The report names products from Hospira, Inc., Medtronic, Inc., and St. Jude Medical, Inc. as being under review.
The report names products from Hospira, Inc., Medtronic, Inc., and St. Jude Medical, Inc. as being under review.

Citing an unnamed senior official at the U.S. Department of Homeland Security (DHS), Reuters reported on Wednesday that the agency is investigating roughly 24 cases of suspected vulnerabilities in medical devices and hospital equipment.

Other unnamed individuals familiar with the investigations told Reuters that the DHS' Industrial Control Systems Cyber Emergency Response Team (ICS-CERT) is reviewing products that include an infusion pump from Hospira, Inc. and implantable heart devices from Medtronic, Inc. and St. Jude Medical, Inc.

Those sources are unaware of any incidents involving patients being attacked through these devices, but there is concern that attackers could remotely access the devices and potentially threaten lives, the report indicates.

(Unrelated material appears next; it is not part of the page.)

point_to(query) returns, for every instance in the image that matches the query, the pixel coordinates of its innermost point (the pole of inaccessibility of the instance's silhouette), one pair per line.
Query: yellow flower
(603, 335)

In a statement emailed to SCMagazine.com on Wednesday, S.Y. Lee, a DHS spokesperson, wrote that ICS-CERT works directly with medical device manufacturers, health care professionals and facilities “to investigate and address cyber vulnerabilities,” but Lee did respond to specific questions regarding these investigations.

“DHS actively collaborates with public and private sector partners every day to identify and reduce adverse impacts on the nation's critical cyber systems,” Lee wrote in the statement.

Hospira, Medtronic and St. Jude Medical did not immediately return requests for comments, but SCMagazine.com will update this story as soon as new information is made available.